LMetric: Simple is Better - Multiplication May Be All You Need for LLM Request Scheduling

High-quality LLM request scheduling requires achieving two key objectives: whether the routed instance has KV$ to accelerate the request execution and whether the workload is balanced across instances. Achieving both objectives is challenging because pursuing one objective may compromise the other. Current approaches adopt various combinators (e.g., linear combinations) to compute a scheduling score combining indicators for the two objectives, which are complex in that they either require significant workload-specific hyperparameter tuning or model-hardware-aware simulator development, and could still lead to suboptimal performance. In this paper, we show that using a simple multiplication of two carefully chosen indicators-one for KV$-aware (new prefill tokens if routed to an instance) and one for load balancing-aware (current batch size of the instance)-as the scheduling score can simultaneously achieve both objectives well without any hyperparameter tuning. The key idea is that the multiplied score considers both objectives in a manner similar to a linear combination, with a nice property that the original hyperparameters are canceled out during comparison so we don't need tuning to find the best parameters. The two indicators are chosen based on our analysis of LLM characteristics, and our extensive experiments show that this simple approach can reduce TTFT by 92% and 52%, and TPOT by 21% and 20%, compared to vLLM-v1 and a production scheduler on real-world workloads covering chatbots, API calls, and coding agents. We also mathematically derive the conditions under which multiplication may fail, and find that such conditions are extremely rare in practice and can be detected (and mitigated) beforehand.

翻译：高质量的大语言模型请求调度需达成两个关键目标：被路由的实例是否拥有足够的KV$以加速请求执行，以及各实例间的工作负载是否均衡。同时实现这两个目标颇具挑战性，因为追求其中之一可能会损害另一个。
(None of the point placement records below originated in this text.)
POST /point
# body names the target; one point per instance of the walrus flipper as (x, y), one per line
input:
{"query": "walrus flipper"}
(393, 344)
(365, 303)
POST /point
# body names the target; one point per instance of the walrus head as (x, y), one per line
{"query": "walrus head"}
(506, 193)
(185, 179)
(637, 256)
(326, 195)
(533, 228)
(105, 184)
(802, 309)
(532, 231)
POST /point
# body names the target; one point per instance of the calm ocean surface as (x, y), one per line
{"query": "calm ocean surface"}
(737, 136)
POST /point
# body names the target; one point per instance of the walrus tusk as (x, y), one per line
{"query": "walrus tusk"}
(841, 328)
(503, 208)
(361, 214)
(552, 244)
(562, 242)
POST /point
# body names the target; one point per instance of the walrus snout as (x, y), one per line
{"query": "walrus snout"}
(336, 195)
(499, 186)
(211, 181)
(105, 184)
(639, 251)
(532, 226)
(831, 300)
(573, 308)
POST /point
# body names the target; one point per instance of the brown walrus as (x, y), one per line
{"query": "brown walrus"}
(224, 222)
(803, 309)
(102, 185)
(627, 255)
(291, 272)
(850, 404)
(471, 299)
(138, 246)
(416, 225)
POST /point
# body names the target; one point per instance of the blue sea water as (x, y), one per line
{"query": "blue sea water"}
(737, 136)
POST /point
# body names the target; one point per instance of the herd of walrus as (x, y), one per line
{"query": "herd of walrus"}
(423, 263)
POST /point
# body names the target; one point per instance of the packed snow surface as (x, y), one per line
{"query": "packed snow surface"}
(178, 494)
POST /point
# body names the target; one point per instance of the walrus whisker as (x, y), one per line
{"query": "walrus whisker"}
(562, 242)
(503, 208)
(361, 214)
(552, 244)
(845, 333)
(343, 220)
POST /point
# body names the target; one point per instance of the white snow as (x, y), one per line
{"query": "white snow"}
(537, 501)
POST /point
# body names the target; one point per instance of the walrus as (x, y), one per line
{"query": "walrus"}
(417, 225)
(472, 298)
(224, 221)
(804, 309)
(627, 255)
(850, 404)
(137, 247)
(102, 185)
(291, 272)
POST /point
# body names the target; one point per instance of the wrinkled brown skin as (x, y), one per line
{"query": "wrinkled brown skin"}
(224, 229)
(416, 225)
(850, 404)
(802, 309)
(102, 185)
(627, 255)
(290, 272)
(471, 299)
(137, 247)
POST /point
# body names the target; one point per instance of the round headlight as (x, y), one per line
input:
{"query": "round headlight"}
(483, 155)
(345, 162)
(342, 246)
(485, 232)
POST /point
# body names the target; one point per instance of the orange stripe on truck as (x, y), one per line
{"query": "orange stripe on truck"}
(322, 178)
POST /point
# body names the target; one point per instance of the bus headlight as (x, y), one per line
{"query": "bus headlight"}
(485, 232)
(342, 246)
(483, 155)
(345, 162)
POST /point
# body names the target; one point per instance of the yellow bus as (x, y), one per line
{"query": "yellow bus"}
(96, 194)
现有方法采用多种组合策略（如线性组合）计算调度得分，这些策略将两个目标的指标相结合，但其复杂性在于要么需要大量针对特定工作负载的超参数调优，要么需要开发模型-硬件感知的仿真器，且仍可能导致次优性能。本文证明，使用两个精心选择的指标的简单乘法——一个用于KV$感知（若路由至某实例时的新预填充令牌数），另一个用于负载均衡感知（实例的当前批次大小）——作为调度得分，无需任何超参数调优即可同时良好地实现这两个目标。其核心思想在于，乘法得分以类似于线性组合的方式兼顾两个目标，且具有一个优良性质：原始超参数在比较过程中相互抵消，因此无需调优寻找最佳参数。这两个指标基于我们对大语言模型特征的分析而选定。广泛实验表明，与vLLM-v1及一个面向聊天机器人、API调用和编程代理等真实工作负载的生产调度器相比，这种简单方法可将TTFT分别降低92%和52%，将TPOT分别降低21%和20%。我们还从数学上推导了乘法可能失败的条件，并发现此类条件在实践中极为罕见，且可预先检测（并缓解）。